# Unexplained flyers !



## Ibojoe (Mar 13, 2016)

I'm new to the forum, and have a question. I've been shooting for a while . I'll be shooting pretty good, and all of a sudden for no reason I miss the whole dern catch box!!¡!!!!! The next shot will be fine, anyone ever had this problem? Please help!!!!!!!!


----------



## Viper010 (Apr 21, 2012)

Welcome to the forum.

The problem is most likely in your release. It's very easy to lose concentration once in a while (especially so after a couple of good shots) and be inconsistent in the way you release the ball and pouch.

I would suggest you watch some YouTube videos on the subject (Bill Hayes has some very good ones, among others)

If that doesn't take care of the problem, put a camera on a tripod or have somebody film you while shooting.

You can then closely examine the difference between your good shots and your flyers, and the difference in technique between yourself and the grand masters of slingshot shooting such as, for example, Bill Hayes and Treefork.

Good luck, and never forget the most important thing: have fun! 
While you're having fun, learning comes easy. When bogged down in frustration, learning becomes nearly impossible.


----------



## H0w31rd (Oct 29, 2012)

Good answer, maybe also make sure your not flipping or moving your frame.


----------



## Byudzai (Aug 31, 2013)

What elastics are you using? Overly-heavy pull weight can cause early fatigue and increase the likelihood/frequency of technique slips.


----------



## Ibojoe (Mar 13, 2016)

Thanks guys! Great advice!!! I'm not gonna get flustered I'll keep plugging away, only on film. Ill catch one sooner or later. Thanks again!!!!


----------



## Tag (Jun 11, 2014)

Hang in there, you will have it mastered in no time. The #1 thing that helped me was one of Bill Hays videos. I haven't had any fork hits or shots that are off in space since then. I'm sorry I don't know how to transfer Bill's videos yo this page. You can go to Pocket Predator's website, it is listed on the main page. I had MJ, my wife and others watch to see if they could see why I had fly off ammo. We even had a friend take a video of me shooting. Not until I watched his video on teaching a beginner to shoot did I start shooting as well as I'm capable of. Another thing that I did, and still do is over think the whole shooting process. I picked a very large target, in fact as I remember it was an old quilt. I then put up a large piece of cardboard so I could check my grouping. I then preceded to try Bill's instructions on shooting form. Within a short amount of time I was grouping most of my shots. It's was almost like I had to just let my subconscious mind take over. One shooter that I feel is one of the best ever is MJ. If you watch him, he focuses on his target, then pulls the slingshot up and let's it fly. Sorry I didn't mean to get carried away, let me know how you are getting along with your shooting.


----------



## Ibojoe (Mar 13, 2016)

Thank you. Please get carried away anytime


----------



## Toolshed (Aug 4, 2015)

TAG is a great guy that I don't mind when he carries on!
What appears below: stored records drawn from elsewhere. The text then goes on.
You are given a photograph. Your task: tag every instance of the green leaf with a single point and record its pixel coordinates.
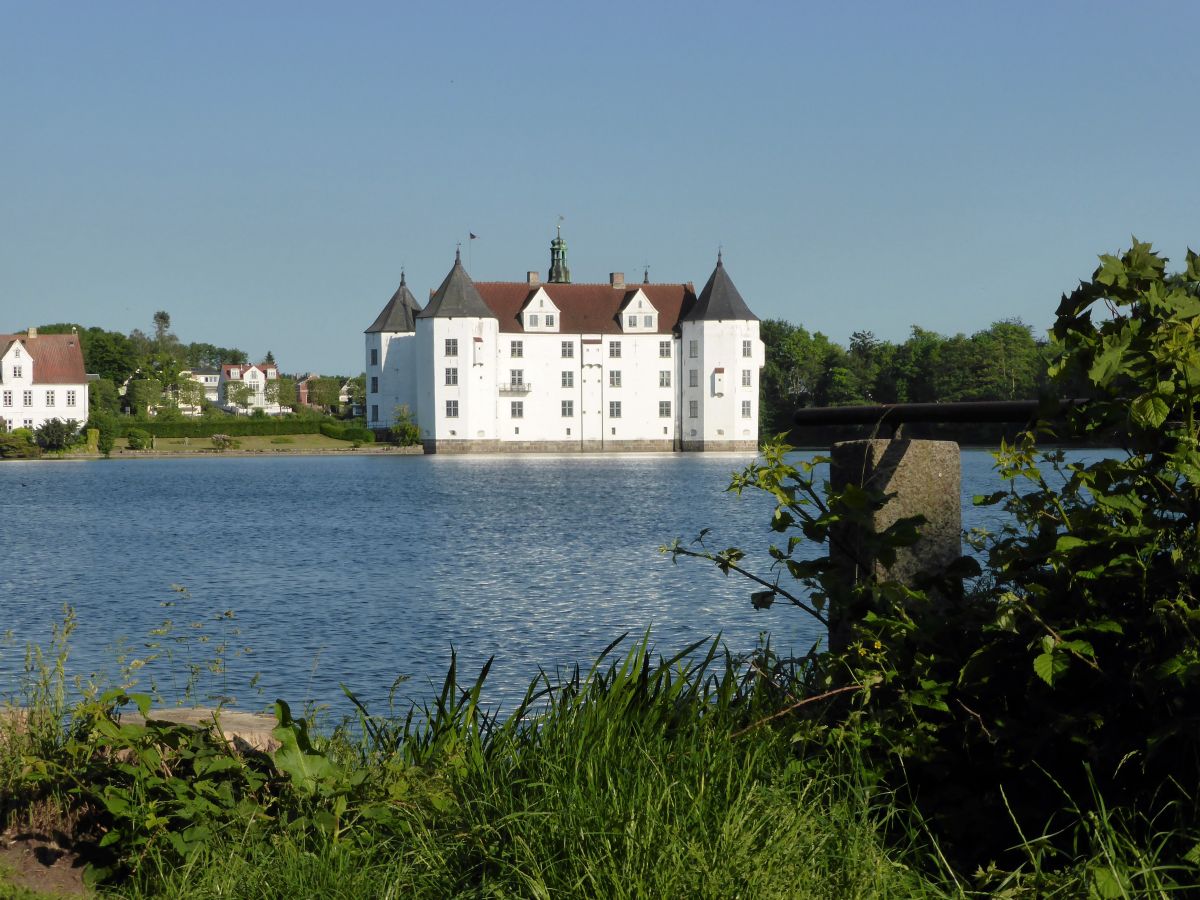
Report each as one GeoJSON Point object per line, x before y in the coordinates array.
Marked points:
{"type": "Point", "coordinates": [1150, 411]}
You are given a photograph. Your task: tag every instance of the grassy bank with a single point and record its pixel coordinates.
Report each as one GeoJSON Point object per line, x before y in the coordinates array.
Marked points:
{"type": "Point", "coordinates": [642, 777]}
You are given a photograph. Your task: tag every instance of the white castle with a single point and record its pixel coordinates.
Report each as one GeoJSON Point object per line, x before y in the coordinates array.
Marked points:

My first thought is how are you a newbie with almost 500 posts?? hahaha

Yes on the videos.

Find other shooters and go to some meets. You'd be the first one in Arkansas on the google map. hinthint

Next is bands.

I like a light draw so I can shoot for an hour with no fatigue.

Make sure they are EQUAL LENGTH on both sides.

Pouch is the right size for the ammo. Too small the ammo slips out at release. Too large the pouch catches air and wobbles.

Anchor point
Consistent. Pick one spot and make sure you draw from there each time. I like using my ear and can adjust up and down to move the impact point down and up.


----------



## NaturalFork (Jan 21, 2010)

So, the other night I was out shooting and was having a similar issue. This is something that almost never happens to me with flat bands. Upon investigation I noticed I messed up BIG time in cutting the bands and one side was way off and they were not uniform. Usually fliers are a release issue, but it wouldn't hut to investigate the bands themselves.


----------



## treefork (Feb 1, 2010)

Ibojoe said:


> I'm new to the forum, and have a question. I've been shooting for a while . I'll be shooting pretty good, and all of a sudden for no reason I miss the whole dern catch box!!¡!!!!! The next shot will be fine, anyone ever had this problem? Please help!!!!!!!!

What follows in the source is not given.